Réformes en cours : passer des paroles aux actes. JJ Hazan souligne le changement d’ambiance avec Luc Chatel. « On dialogue. Le ministre fait des déclarations globalement positives, par exemple sur le remplacement , où il juge nos demandes « justifiées » ou encore sur le temps scolaire. Mais il faut maintenant que les actes suivent les paroles ». Or la Fcpe fait part de ses inquiétudes. Sur la réforme du lycée que la Fcpe a soutenu parce qu’elle apporte accompagnement et tutorat. « Où est l’impulsion ? » demande JJ Hazan. Inquiétude aussi sur les rythmes scolaires. « Les discussions au ministère ont été très intéressantes. La FCPE a obtenu que, dans la circulaire de rentrée 2010, le ministre de l’Education nationale rappelle, qu’il est possible de répartir les heures sur quatre jours et demi et incite les recteurs et inspecteurs d’académie à favoriser les projets des écoles qui souhaiteraient fonctionner ainsi. Elle regrette néanmoins que les inspecteurs d’académie n’aient pas favorisé les demandes de passages à la semaine de quatre jours et demi, contrairement aux injonctions de la circulaire de rentrée. Ainsi, dans les Deux-Sèvres, l’IA a même bloqué les demandes de dérogation à la semaine de 4 jours ». La Fcpe demande que l’intérêt des enfants prime sur celui des adultes, en clair, le retour partout aux 4 jours et demi par semaine au primaire.

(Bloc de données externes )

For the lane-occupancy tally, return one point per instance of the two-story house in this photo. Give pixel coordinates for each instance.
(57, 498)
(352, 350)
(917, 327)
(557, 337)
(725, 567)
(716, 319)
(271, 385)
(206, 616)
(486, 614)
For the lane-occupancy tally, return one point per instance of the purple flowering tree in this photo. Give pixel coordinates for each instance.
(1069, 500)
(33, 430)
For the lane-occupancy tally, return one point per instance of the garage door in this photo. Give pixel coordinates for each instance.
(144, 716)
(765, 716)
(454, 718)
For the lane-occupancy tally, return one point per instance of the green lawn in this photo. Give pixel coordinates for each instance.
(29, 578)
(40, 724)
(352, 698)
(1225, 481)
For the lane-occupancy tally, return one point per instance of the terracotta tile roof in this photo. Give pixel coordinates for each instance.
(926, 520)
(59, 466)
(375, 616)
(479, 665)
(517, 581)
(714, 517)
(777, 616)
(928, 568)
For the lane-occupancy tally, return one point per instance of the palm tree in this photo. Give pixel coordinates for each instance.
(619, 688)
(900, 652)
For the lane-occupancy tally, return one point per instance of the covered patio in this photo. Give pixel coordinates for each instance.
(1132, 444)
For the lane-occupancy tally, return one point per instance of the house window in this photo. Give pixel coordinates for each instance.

Pour tous, l’allongement deux semaines des congés de Toussaint, c’est-à-dire le raccourcissement d’autant des congés d’été.

« Le bilan de cette première année de Luc Chatel est très différent de celui de Xavier Darcos« , estime JJ Hazan. « Des choses ont bougé et avancé comme la mise en place de l’accompagnement personnalisée et du tutorat au lycée. Il faut maintenant réaliser concrètement ces décisions. Or on est inquiet pour les suppressions de postes et les fractures qui se développent dans l’Ecole. L’éducation nationale reste au milieu du gué ».